Sreeja Kutti Kandy 1, Ravi Radhakrishnan 1,*
PMCID: PMC6830734  NIHMSID: NIHMS1054899  PMID: 31561242

Abstract

The morphologies of cell membranes, and specifically the local curvature distributions are determined either by its intrinsic components such as lipids and membrane-associated proteins or by the adhesion forces due to membrane interactions with the cytoskeleton, extracellular matrix (ECM) and other cells in the tissue, as well as physical variables such as membrane and frame tensions. We present a computational analysis for a model of pinned membranes based on the dynamically triangulated Monte Carlo (MC) model for membranes. We show that membrane adhesion to ECM or a substrate promotes curvature generation on cell membranes, and this process depends on the excess area, or equivalently membrane tension, and the density of adhesion sites. This biophysics based model predicts adhesion induced biogenesis of microvesicles in cell membranes. For a moderate density of adhesion sites and high excess membrane area, an increase in membrane tension can result in the formation of microvesicles and tubules on the membrane. We also demonstrate the significance of intrinsically curved proteins in promoting vesiculation on pinned membranes. The results presented here are relevant to the understanding of microvesicle biogenesis and curved membrane topographies due to physical factors such as substrate stiffness and ECM interactions.

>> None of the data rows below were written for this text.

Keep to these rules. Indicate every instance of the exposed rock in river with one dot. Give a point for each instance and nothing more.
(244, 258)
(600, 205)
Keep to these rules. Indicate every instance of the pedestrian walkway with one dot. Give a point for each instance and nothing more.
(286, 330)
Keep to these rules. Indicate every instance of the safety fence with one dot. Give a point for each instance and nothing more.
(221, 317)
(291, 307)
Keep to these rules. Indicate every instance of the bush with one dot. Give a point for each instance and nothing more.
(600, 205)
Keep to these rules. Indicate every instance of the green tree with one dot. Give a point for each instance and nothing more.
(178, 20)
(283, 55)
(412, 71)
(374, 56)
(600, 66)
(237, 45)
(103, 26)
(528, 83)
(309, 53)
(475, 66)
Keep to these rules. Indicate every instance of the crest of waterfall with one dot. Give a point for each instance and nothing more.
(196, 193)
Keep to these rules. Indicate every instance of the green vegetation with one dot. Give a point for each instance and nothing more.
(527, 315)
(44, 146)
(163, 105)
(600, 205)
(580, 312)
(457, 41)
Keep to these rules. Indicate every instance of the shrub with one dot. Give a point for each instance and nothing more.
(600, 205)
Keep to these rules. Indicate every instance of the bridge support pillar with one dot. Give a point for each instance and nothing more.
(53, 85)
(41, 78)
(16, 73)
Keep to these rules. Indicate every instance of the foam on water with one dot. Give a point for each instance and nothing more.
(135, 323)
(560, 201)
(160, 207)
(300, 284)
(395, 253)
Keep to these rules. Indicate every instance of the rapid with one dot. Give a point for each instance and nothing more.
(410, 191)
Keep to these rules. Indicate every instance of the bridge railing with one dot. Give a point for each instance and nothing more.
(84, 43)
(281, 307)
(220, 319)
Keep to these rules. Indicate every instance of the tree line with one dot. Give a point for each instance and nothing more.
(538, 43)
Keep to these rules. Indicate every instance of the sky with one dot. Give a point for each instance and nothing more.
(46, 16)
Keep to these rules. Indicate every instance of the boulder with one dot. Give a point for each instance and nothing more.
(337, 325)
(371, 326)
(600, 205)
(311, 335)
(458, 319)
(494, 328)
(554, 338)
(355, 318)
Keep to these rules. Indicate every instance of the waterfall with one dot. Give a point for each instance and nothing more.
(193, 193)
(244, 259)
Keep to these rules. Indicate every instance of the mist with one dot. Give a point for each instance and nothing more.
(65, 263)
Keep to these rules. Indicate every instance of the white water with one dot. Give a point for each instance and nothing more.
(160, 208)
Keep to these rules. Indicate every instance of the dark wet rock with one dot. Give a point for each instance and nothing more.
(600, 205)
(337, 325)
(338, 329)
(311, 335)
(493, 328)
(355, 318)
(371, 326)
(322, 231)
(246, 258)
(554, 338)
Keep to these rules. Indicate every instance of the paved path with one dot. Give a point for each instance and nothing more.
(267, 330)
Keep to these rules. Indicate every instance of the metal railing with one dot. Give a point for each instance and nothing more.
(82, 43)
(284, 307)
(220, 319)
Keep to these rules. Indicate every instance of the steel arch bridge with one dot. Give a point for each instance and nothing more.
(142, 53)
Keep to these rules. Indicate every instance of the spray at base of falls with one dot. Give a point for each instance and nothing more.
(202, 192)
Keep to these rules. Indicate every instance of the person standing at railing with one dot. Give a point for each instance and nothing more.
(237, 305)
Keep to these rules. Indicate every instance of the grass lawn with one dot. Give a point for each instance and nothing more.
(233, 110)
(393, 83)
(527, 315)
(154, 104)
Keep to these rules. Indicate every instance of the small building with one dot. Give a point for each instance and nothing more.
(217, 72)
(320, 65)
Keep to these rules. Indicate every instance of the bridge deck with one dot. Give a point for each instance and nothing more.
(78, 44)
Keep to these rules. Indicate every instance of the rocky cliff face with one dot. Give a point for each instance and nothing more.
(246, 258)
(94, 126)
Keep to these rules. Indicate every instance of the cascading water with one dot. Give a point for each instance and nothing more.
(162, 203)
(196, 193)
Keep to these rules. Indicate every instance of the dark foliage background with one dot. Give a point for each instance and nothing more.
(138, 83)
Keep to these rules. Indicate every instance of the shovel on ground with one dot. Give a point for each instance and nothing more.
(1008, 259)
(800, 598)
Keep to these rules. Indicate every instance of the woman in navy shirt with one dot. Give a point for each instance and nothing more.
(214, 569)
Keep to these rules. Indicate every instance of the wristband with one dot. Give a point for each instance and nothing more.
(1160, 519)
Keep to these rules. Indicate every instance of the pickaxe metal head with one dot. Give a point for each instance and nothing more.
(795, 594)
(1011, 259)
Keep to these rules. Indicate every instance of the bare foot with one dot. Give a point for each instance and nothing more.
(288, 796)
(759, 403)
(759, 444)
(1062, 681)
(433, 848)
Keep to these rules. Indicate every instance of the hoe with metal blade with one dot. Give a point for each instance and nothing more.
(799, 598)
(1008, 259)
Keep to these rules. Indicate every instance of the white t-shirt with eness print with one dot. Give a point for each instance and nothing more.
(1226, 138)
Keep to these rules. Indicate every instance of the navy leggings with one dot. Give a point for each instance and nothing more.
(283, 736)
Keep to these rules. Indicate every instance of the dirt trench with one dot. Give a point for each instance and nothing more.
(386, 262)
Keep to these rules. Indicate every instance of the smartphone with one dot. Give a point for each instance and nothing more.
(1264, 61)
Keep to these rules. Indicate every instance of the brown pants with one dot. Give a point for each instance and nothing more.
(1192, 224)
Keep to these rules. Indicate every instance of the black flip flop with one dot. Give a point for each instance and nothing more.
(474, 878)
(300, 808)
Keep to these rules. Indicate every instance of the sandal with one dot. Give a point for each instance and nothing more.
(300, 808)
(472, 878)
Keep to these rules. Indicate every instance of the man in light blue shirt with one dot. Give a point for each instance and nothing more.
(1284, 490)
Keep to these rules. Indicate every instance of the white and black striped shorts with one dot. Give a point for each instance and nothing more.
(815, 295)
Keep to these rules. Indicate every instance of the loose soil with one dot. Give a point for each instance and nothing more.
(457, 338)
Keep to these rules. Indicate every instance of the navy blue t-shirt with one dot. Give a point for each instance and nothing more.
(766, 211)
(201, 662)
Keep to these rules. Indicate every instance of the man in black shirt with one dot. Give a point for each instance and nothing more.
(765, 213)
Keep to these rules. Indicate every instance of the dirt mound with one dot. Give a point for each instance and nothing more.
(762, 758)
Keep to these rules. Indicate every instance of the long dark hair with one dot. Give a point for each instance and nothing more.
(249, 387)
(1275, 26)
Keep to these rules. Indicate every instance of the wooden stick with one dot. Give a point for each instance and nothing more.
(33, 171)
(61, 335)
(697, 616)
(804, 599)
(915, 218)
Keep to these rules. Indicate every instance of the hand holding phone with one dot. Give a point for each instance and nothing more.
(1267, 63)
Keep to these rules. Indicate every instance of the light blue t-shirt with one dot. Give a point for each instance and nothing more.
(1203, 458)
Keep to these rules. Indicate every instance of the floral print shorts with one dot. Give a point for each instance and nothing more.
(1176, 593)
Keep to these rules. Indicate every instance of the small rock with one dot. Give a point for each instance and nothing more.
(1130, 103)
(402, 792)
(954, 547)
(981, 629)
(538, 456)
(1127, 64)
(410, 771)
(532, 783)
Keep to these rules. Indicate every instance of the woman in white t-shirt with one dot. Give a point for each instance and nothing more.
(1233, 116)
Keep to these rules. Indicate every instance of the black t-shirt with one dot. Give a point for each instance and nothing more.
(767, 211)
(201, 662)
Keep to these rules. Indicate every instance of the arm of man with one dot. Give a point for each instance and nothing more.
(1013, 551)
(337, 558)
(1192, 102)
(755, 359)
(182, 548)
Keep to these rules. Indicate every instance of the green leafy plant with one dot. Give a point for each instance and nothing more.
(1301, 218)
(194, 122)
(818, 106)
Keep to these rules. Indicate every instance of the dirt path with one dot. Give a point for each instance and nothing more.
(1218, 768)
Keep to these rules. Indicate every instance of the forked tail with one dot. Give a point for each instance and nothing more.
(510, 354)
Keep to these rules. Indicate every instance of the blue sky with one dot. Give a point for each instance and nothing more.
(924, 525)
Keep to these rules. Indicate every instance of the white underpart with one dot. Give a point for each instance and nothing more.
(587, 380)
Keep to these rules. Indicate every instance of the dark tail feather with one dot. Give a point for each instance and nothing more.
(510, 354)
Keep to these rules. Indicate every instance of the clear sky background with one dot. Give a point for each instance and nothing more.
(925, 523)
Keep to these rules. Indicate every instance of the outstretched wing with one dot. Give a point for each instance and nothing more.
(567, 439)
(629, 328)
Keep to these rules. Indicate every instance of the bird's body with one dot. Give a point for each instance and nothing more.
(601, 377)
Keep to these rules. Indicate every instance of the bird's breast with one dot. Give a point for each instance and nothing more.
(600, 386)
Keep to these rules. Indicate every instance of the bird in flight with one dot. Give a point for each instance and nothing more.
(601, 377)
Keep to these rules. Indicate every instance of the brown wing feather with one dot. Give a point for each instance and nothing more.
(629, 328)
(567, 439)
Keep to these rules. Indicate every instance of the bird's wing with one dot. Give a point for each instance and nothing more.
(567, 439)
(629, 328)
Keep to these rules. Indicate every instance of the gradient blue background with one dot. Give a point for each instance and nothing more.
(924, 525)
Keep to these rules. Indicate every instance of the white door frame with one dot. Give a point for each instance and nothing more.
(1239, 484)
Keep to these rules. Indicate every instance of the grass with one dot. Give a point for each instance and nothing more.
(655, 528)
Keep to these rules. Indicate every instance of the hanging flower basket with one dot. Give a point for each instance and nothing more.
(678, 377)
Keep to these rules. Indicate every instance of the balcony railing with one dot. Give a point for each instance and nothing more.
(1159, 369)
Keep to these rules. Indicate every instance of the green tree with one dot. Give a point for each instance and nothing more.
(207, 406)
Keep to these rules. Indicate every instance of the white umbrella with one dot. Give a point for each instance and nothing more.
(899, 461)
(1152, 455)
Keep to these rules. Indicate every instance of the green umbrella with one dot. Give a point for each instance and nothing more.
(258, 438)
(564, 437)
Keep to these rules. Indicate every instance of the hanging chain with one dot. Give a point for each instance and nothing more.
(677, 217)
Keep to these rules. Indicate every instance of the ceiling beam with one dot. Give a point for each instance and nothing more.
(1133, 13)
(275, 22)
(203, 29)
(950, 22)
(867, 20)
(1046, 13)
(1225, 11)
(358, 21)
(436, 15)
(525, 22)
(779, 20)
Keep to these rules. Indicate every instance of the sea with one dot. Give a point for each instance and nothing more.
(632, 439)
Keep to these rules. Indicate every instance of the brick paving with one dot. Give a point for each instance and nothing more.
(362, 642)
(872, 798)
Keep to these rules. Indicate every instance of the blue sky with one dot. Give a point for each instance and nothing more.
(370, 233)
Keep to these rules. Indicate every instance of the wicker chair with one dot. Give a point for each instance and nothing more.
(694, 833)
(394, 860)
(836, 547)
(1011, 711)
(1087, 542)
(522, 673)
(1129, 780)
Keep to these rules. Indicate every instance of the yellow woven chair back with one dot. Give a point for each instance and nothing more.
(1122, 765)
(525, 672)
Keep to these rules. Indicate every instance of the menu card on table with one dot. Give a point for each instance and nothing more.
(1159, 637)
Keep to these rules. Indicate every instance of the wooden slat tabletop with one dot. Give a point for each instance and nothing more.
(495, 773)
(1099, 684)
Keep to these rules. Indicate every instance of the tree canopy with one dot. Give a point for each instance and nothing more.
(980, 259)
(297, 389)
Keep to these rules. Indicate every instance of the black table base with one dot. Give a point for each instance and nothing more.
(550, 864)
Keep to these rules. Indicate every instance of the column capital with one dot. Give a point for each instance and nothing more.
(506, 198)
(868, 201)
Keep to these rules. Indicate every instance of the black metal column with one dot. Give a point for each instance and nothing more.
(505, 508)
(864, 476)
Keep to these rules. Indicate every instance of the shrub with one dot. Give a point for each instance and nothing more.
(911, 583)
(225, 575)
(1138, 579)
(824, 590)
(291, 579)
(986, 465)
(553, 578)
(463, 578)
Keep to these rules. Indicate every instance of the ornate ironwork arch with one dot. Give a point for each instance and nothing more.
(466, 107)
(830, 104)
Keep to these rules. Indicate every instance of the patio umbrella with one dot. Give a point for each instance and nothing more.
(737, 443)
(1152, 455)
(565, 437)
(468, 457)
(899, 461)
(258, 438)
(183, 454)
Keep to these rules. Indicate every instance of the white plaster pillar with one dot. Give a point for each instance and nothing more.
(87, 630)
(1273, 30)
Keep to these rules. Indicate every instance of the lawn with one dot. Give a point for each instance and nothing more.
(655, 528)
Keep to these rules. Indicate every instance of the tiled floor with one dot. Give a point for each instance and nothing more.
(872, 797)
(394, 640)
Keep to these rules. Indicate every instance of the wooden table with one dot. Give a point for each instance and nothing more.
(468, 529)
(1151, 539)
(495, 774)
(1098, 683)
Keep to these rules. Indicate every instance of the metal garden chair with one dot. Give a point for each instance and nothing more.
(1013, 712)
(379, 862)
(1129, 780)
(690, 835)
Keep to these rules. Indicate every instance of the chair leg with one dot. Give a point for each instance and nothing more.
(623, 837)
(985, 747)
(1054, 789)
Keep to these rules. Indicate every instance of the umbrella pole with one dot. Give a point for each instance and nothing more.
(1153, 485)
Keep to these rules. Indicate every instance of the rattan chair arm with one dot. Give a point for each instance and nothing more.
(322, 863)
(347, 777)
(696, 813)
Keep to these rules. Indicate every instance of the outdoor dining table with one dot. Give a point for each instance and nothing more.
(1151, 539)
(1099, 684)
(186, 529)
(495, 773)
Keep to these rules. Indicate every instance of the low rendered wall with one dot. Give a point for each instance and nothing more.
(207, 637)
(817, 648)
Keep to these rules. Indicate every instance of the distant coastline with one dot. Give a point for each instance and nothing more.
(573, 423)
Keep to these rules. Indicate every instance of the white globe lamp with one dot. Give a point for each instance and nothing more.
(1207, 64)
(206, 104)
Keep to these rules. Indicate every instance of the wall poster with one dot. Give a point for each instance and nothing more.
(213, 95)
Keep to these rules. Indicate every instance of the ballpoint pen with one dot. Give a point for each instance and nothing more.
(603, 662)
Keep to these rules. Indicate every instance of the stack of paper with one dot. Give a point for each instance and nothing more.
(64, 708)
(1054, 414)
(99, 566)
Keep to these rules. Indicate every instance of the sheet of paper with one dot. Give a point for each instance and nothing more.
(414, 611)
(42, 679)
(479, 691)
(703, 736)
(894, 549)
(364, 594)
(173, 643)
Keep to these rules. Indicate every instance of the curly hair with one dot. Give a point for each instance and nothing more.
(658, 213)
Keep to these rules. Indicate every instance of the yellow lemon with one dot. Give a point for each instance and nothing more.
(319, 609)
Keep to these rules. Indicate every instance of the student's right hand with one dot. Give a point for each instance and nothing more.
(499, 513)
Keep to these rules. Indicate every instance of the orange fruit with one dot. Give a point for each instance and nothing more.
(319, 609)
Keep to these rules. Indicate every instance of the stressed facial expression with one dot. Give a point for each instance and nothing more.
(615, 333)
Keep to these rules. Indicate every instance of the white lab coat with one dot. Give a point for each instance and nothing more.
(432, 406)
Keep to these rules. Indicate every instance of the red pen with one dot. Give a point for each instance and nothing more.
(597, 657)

Keywords: membarane adhesion, excess area, dynamic pinning, membrane tension, dynamically triangulated Monte Carlo

1. Introduction

Lipid membranes constitute the physical boundary of cells and intracellular organelles; they govern several biophysical processes by maintaining the specific microenvironment at the cytoplasmic side and allowing communication across its interface. These membranes are characterized by complex morphological transformations that are central to cellular trafficking, migration, and growth [1, 2]. The known molecular mechanisms that generate membrane curvatures are lipid geometry and composition, presence of membrane-binding proteins, and external forces due to the interaction with cytoskeleton and membrane [3]. The shapes of lipids with different head to tail ratios can generate curved bilayers. The proteins associated with membranes (integral membrane proteins and peripheral proteins), generate curvatures through mechanisms such as insertion of helices, wedging, scaffolding, oligomerization, etc. [4]. Curvature remodeling by cytoskeleton is mainly due to the forces generated by polymerization at the growing filament end, and due to the active forces generated by motor proteins [5]. In addition to these mechanisms, membrane curvature can also be generated by an interplay between membrane tension and local adhesions. As the adhesive interfaces act as significant determinants in cell recognition and response to the cell micro-environment, both chemical and physical cues associated with adhesive signaling have gained significant attention [6].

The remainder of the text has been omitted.